Points de vue

Chems-Eddine Hafiz : La fraternité doit être notre mot d’ordre, soyons à la hauteur !

#1AnAprès

Rédigé par Chems-Eddine Hafiz | Vendredi 15 Janvier 2016 à 19:00

Un an après les premiers attentats qui ont bouleversé la société française, que faut-il retenir de ces funestes événements et de leurs conséquences ? Quels messages promouvoir et que préconiser pour construire une société meilleure ? Le point sur Saphirnews avec Chems-Eddine Hafiz, avocat et vice-président du Conseil français du culte musulman (CFCM), représentant au sein de cette institution de la Grande Mosquée de Paris.



Chems-Eddine Hafiz est avocat et vice-président du Conseil français du culte musulman (CFCM). Il est l'auteur de « De quoi Zemmour est devenu le nom » (Éd. du Moment, 2010).
Les musulmans de France se trouvent à la croisée des chemins. Notre religion est mise à mal. Les autres composantes de la société française sont dubitatives sur les fondements de l’islam. Il leur a été inculqué à tort, depuis le 11 septembre 2001, qu’il s’agit d’une religion de sang, de désolation et de violences.

Est-ce que le Coran sécrète des violences ? Question lancinante qui va trouver malheureusement une réponse affirmative dans l’esprit de bon nombre, si un nouvel acte criminel se produit dans un avenir proche.
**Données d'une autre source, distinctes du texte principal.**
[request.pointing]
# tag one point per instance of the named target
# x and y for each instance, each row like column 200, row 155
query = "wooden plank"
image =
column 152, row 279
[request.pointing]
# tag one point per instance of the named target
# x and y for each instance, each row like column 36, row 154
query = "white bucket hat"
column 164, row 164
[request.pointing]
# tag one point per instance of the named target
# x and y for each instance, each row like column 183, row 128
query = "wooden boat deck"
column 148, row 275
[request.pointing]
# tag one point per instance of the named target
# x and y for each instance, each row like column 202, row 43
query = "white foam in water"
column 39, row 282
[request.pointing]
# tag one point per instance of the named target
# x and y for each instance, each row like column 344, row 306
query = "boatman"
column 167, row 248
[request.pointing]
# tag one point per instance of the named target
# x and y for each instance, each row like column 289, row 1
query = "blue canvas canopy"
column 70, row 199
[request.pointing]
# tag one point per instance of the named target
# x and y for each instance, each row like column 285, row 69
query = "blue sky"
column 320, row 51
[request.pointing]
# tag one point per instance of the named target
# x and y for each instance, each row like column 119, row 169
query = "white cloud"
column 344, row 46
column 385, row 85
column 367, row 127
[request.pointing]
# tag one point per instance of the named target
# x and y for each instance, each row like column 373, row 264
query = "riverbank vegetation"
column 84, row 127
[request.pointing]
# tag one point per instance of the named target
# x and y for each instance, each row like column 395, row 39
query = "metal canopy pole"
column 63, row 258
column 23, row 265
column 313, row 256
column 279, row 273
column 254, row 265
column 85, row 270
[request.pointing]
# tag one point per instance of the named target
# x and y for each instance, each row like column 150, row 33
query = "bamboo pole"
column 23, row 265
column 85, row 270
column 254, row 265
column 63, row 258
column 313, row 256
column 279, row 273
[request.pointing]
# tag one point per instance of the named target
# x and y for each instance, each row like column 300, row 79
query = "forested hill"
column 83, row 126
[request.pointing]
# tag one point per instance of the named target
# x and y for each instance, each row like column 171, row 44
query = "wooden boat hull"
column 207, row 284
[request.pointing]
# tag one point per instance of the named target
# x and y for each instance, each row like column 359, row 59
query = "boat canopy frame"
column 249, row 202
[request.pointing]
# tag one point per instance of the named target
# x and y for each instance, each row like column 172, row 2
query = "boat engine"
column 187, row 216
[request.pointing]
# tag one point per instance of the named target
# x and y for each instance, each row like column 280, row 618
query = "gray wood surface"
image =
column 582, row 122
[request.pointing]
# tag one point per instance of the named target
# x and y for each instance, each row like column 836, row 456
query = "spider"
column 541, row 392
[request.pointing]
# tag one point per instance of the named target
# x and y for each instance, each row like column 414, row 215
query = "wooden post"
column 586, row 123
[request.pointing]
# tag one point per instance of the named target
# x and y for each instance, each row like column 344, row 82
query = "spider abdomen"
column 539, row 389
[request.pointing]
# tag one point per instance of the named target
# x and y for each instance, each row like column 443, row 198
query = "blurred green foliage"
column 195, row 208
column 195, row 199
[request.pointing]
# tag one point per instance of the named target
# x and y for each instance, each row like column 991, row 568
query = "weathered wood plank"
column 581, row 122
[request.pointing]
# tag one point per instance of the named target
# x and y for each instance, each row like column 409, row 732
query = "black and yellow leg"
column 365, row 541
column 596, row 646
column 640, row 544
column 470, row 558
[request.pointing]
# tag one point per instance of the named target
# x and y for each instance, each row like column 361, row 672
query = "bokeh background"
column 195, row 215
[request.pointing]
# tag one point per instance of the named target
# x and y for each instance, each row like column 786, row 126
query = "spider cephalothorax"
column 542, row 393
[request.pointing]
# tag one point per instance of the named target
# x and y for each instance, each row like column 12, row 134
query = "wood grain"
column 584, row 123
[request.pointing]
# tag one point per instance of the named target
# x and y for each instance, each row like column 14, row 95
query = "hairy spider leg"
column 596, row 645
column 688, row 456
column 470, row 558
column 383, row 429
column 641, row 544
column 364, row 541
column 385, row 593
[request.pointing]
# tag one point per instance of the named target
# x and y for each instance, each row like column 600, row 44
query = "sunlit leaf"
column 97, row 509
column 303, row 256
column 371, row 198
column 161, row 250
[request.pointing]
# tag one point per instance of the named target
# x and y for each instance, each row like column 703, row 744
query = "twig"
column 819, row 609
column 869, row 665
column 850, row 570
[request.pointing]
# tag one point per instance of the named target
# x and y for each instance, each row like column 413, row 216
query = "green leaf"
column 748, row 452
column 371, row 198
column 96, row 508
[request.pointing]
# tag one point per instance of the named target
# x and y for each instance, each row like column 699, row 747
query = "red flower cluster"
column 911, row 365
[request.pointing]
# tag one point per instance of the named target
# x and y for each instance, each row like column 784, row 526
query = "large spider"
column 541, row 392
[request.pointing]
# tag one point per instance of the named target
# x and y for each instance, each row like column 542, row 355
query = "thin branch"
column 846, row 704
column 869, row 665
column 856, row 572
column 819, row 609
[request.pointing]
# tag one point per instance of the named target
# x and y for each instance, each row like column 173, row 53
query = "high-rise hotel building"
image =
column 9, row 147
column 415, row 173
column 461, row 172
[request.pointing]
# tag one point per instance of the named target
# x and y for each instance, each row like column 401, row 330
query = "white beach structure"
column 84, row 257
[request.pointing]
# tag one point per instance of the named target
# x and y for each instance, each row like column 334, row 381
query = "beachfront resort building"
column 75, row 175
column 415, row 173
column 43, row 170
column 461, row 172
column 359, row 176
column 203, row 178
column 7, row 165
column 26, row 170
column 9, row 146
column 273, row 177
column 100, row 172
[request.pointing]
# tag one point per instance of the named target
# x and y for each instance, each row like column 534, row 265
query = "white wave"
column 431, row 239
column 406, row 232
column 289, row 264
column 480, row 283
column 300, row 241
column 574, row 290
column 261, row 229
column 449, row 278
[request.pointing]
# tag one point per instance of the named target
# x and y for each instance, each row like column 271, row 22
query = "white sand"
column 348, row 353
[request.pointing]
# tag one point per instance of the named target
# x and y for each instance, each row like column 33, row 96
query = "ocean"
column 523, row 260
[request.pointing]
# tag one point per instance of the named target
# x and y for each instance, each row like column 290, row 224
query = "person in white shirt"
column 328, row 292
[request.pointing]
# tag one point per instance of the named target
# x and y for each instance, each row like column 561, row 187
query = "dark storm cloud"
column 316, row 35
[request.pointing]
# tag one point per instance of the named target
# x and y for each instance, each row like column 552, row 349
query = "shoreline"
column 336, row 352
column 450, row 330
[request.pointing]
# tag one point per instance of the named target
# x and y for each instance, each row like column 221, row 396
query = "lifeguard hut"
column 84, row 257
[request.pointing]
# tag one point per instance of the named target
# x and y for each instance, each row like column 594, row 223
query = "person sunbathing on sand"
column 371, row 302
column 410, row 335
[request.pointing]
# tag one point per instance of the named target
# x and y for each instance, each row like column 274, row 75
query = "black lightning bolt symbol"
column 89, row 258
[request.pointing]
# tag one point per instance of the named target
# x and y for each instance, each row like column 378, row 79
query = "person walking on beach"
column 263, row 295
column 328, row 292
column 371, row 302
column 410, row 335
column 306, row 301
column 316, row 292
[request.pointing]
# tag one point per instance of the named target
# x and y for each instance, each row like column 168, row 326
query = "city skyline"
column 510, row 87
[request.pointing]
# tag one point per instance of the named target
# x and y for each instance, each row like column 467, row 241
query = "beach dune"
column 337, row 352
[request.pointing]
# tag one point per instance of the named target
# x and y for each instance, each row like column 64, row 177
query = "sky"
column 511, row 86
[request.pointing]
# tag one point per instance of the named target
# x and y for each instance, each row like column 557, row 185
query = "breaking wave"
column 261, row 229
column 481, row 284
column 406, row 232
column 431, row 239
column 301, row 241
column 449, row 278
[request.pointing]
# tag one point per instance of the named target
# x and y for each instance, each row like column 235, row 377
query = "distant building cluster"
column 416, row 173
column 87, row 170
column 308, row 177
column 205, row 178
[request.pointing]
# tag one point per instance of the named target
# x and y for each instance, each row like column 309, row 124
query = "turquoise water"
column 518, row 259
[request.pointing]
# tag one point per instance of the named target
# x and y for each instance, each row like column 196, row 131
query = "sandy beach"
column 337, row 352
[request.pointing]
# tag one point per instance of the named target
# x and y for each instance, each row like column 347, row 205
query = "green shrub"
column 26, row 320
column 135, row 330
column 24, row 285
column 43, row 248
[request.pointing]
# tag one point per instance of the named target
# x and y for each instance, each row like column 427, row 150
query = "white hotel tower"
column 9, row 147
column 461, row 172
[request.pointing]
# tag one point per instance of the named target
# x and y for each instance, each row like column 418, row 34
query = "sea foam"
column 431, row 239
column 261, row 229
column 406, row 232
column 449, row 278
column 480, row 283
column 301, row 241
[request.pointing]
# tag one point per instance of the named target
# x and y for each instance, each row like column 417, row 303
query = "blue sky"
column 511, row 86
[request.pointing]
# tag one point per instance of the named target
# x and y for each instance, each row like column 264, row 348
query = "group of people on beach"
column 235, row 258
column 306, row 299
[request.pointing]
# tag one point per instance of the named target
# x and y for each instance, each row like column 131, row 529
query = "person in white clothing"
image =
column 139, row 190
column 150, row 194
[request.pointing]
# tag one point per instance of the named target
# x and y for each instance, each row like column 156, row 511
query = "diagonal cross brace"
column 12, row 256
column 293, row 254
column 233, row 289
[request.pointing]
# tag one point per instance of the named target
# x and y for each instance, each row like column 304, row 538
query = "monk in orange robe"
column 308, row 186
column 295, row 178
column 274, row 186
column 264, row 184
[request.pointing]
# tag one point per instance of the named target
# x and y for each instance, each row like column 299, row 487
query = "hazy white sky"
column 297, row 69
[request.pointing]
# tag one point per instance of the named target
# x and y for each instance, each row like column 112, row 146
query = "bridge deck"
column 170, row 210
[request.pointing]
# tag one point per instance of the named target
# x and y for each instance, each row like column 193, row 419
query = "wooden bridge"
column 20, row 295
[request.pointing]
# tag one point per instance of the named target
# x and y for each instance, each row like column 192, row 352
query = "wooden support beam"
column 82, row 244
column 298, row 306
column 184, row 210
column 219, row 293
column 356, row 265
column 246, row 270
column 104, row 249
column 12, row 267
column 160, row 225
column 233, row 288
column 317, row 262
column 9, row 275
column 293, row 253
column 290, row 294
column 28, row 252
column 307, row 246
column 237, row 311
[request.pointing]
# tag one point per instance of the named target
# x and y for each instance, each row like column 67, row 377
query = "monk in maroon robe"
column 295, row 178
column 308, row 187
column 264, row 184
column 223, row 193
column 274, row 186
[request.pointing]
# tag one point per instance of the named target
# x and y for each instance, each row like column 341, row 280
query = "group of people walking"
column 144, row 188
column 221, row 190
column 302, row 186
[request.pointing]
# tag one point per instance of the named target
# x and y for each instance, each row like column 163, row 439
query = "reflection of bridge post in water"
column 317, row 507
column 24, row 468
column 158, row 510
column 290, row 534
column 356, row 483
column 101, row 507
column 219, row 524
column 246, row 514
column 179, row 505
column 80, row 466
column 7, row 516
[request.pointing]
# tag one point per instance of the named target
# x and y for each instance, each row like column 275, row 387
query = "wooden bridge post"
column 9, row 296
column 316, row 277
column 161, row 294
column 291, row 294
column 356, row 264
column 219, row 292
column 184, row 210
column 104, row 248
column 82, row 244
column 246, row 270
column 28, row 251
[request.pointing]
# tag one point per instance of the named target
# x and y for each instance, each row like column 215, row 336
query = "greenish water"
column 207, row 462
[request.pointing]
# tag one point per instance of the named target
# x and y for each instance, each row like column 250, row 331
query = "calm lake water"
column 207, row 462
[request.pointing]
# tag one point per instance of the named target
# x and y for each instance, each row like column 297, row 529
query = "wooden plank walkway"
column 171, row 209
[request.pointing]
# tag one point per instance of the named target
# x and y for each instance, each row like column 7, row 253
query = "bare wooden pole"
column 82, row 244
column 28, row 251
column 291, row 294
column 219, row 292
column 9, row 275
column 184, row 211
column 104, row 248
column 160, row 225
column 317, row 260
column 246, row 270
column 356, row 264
Les spécialistes de la sécurité sont pessimistes et considèrent qu’une telle probabilité est envisageable.

Tournons-nous vers nos concitoyens non musulmans

Face à ces macabres prévisions, les musulmans doivent affirmer haut et fort leur désapprobation en dénonçant les agissements criminels perpétrés au nom de leur religion.

Au-delà de ces condamnations, il est impératif, dans un élan salvateur, qu’ils se tournent vers leurs concitoyens non musulmans, croyants ou non, athées, agnostiques, libres-penseurs, pour mettre à leur disposition, objectivement, les éléments de compréhension de notre religion.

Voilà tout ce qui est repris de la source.